This forum is closed to new posts and
responses. Individual names altered for privacy purposes. The information contained in this website is provided for informational purposes only and should not be construed as a forum for customer support requests. Any customer support requests should be directed to the official HCL customer support channels below:
~Julia Fezveluburjip 17.Dec.03 03:03 PM a Web browser Domino Server6.0.2 CF2Solaris
We are running a Domino cluster on two machines, with the ICM running on it own separate partitioned server on one of the machines. Since upgrading to Domino 6 & Solaris 9 the ICM regularly keels over and dies (well, it stops responding and the partioned Domino server refuses connections). To add to the agony, running NSD -kill usually fails to identify the processes attached to this server instance and I have to resort to using pkill -9 -u to stop it.

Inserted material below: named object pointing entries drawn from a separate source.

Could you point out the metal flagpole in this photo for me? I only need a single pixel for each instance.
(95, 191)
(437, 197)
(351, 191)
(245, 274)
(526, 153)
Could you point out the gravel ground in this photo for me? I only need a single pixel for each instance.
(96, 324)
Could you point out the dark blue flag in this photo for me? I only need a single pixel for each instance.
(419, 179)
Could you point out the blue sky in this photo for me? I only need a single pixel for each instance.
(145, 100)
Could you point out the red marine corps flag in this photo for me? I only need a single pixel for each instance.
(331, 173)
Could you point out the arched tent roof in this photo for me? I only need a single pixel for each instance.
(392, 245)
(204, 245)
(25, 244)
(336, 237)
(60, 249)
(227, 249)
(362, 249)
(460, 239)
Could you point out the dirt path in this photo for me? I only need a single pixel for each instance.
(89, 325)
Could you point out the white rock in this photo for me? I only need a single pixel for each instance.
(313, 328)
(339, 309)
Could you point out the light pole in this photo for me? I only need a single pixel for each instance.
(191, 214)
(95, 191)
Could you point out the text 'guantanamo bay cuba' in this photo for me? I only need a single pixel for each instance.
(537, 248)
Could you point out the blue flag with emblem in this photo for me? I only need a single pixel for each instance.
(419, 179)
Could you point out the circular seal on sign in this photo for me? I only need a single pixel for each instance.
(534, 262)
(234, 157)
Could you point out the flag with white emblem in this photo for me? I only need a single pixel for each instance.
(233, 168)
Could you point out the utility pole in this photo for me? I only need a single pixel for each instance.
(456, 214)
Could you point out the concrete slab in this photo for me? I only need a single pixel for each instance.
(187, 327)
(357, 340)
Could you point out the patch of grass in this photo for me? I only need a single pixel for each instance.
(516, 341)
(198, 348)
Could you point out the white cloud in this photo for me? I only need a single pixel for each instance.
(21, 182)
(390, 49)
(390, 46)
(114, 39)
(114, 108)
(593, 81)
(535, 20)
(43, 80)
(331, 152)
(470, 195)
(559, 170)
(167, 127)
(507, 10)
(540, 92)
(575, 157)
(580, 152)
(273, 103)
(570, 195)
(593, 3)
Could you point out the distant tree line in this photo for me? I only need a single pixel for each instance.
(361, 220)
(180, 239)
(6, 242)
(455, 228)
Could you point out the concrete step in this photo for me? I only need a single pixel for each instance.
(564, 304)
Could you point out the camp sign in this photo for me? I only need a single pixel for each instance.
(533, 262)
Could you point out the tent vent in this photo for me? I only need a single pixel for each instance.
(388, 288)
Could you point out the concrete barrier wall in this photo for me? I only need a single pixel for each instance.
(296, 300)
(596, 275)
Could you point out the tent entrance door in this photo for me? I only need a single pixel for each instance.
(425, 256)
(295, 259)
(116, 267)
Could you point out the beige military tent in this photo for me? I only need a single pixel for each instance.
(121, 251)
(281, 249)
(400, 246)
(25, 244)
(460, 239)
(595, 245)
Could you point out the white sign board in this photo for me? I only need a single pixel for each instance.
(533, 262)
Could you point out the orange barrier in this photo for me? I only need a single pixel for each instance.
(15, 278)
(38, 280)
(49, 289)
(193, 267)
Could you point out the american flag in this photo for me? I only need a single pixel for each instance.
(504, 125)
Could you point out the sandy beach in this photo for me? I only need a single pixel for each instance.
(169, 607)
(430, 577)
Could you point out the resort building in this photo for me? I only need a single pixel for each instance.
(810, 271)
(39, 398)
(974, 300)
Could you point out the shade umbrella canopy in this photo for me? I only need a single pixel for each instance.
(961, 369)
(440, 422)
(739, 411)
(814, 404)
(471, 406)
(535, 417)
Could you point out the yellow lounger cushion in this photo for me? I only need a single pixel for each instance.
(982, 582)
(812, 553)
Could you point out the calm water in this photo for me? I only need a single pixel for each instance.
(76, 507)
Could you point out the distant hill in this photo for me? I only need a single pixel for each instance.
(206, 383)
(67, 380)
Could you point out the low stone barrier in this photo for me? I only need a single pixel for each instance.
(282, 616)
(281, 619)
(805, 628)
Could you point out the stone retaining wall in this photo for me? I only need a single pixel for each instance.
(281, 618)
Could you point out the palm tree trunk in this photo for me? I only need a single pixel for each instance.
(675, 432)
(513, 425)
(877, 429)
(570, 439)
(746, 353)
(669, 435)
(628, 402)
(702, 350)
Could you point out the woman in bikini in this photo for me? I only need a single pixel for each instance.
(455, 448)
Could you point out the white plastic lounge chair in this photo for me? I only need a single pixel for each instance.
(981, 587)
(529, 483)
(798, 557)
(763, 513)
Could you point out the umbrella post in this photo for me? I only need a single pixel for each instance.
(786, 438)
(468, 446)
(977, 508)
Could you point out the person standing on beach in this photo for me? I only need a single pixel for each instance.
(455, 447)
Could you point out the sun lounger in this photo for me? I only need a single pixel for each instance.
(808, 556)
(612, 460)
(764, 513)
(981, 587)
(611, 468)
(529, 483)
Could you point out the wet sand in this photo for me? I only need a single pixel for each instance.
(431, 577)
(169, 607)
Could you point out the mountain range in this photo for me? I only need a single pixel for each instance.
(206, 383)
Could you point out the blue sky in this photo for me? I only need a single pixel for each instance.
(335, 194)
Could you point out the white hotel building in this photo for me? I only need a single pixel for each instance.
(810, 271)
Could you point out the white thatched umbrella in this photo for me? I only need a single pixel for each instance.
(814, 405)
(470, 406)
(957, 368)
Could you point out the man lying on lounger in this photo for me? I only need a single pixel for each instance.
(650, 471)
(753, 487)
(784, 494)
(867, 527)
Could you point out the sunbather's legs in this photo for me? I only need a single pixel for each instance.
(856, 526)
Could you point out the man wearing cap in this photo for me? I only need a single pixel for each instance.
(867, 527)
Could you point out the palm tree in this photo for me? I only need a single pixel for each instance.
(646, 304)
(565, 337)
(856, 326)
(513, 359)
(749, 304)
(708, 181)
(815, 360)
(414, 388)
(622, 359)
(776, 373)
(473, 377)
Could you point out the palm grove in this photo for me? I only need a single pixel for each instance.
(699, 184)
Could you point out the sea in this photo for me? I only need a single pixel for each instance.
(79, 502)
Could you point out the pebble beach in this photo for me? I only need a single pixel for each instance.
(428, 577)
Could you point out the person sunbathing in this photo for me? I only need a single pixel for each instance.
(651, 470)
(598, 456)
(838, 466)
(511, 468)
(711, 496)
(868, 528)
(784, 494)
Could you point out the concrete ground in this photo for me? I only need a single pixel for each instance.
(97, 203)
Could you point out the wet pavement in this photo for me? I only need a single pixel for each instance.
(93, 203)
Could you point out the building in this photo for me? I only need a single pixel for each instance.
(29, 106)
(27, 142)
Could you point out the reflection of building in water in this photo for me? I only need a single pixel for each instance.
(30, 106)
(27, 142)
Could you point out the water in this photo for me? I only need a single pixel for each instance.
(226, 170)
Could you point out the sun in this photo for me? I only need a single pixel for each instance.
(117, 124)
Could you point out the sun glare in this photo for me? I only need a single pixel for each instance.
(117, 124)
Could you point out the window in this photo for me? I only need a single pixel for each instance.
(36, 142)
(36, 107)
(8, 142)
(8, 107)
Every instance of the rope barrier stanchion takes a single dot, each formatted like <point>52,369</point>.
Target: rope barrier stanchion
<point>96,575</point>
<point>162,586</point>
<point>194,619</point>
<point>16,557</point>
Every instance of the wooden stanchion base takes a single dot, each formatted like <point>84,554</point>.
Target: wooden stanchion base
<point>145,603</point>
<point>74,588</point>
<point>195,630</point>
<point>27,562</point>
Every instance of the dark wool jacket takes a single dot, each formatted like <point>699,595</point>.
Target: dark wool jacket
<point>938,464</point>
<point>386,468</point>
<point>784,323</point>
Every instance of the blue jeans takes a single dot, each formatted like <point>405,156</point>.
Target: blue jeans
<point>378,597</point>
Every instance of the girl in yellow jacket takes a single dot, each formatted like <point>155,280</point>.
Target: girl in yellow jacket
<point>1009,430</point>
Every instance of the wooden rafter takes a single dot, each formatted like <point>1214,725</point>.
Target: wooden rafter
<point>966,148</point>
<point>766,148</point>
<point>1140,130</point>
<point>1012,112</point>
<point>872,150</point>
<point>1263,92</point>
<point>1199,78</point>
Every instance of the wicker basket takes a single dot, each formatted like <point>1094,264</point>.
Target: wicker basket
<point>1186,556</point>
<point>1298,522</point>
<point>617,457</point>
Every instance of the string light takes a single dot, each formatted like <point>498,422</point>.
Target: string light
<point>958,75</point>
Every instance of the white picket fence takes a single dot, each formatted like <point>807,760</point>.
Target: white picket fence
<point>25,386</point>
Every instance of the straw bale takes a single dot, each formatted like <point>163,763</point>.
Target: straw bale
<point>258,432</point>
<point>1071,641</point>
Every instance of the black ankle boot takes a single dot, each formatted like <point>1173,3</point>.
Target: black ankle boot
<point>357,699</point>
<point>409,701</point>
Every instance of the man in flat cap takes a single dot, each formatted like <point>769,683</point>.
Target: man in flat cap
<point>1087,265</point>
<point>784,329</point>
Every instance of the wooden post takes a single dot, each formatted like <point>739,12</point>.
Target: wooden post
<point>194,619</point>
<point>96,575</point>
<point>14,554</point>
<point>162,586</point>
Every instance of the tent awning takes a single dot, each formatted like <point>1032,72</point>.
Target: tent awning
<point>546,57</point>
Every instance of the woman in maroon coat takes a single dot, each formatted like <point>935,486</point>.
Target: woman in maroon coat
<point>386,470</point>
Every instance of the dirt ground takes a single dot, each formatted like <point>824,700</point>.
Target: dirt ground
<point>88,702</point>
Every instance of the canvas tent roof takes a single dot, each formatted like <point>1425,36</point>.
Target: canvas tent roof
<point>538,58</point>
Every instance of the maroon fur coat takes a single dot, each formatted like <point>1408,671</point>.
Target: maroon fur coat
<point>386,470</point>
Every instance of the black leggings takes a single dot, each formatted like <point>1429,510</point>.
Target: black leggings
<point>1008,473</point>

I have, along with resident Solaris experts, spent many hours trying to track down the problem. I have discovered the following (altho' I dont know if it's related):
1. The fault recovery log for the ICM server is full of entries that read "[13] ERROR: Message queue failure: REMOVE ITEM" at a frequency of about three a minute. These generally start within about 30 minutes, or much less, of the other Domino server on the same machine starting.
2. The other partitioned server on the same machine writes "[11] ERROR: Process being removed not in queue: xxxx" to the fault recovery log when it shuts down.
3. ipcs reveals that the message queue for the ICM server has vanished when the errors are appearing in its fault recovery log.
4. The ICM server regularly complains that another Domino process is sharing log.nsf, which it isn't as far as I can see.
We have the rlim_fd_max set at 65536 and msgtql at 1024 (and have tried 2048!).